The IG letter said OPM dismissed the OMB business case as too time-consuming and expensive, a dismissal the IG’s office characterized as bad management.
In a Sept. 9 letter, OPM Acting Director Beth Cobert responded to McFarland’s recommendations and said that, after initially dismissing the OMB business case plan, OPM had decided to submit the plan to OMB as part of the fiscal 2017 budget process.
“Although OPM has been working closely with OMB throughout the development of the [IT overhaul] Project, we agree that there are benefits to preparing a Major IT Business Case, including heightened transparency as well as the value of these established project management processes,” Cobert wrote.
Cobert noted the IG’s concern over OPM’s use of a sole-source contract for significant portions of the overhaul work, and stressed that the sole-source award (to contractor Imperatis) only covers a “limited” portion of the total work.
Cobert also noted she has been having biweekly meetings with McFarland.
Funding could remain the biggest source of tension.

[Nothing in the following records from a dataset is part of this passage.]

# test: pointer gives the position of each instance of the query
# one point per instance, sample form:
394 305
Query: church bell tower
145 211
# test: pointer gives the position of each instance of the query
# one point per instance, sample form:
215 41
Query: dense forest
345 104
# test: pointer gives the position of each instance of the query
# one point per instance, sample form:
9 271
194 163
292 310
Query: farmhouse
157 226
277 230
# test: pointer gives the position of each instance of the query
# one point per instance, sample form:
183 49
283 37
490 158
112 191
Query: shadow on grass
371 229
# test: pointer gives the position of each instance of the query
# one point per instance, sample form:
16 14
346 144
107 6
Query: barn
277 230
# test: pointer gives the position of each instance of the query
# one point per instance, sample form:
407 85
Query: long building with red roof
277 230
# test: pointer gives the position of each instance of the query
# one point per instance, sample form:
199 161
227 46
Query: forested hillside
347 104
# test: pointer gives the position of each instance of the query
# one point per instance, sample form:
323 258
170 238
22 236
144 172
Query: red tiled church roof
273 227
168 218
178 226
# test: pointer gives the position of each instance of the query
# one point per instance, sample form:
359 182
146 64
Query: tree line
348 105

Cobert’s Sept. 9 letter did not address money and McFarland’s office has savaged OPM for dramatically underestimating the project’s costs.
“When asked about [the lack of funding for overhaul migration work], OPM officials informed us that funding for migration costs would come from a combination of savings generated by discontinuing obsolete software and from program office budgets, including OPM’s trust funds and the revolving fund,” McFarland’s Sept. 3 memo noted. “In our view, there is no evidence to support this plan, and it is inadequate and inappropriate.”
But Chaffetz’ office isn’t focused on funding alone.
“We would say it’s not [the biggest problem],” said Chaffetz’ spokesperson MJ Henshaw, noting that until project management is worked out, allocating funds could just be throwing good money at a doomed endeavor.
“The Sept 9 memo I think is encouraging,” Henshaw added. “We’re happy that they [Cobert and McFarland] are talking to each other.”
But, she noted, the committee’s investigation into OPM’s IT overhaul is far from over, and could be the focus of hearings this fall.
Zach Noble is a staff writer covering digital citizen services, workforce issues and a range of civilian federal agencies.
Before joining FCW in 2015, Noble served as assistant editor at the viral news site TheBlaze, where he wrote a mix of business, political and breaking news stories and managed weekend news coverage. He has also written for online and print publications including The Washington Free Beacon, The Santa Barbara News-Press, The Federalist and Washington Technology.
Noble is a graduate of Saint Vincent College, where he studied English, economics and mathematics.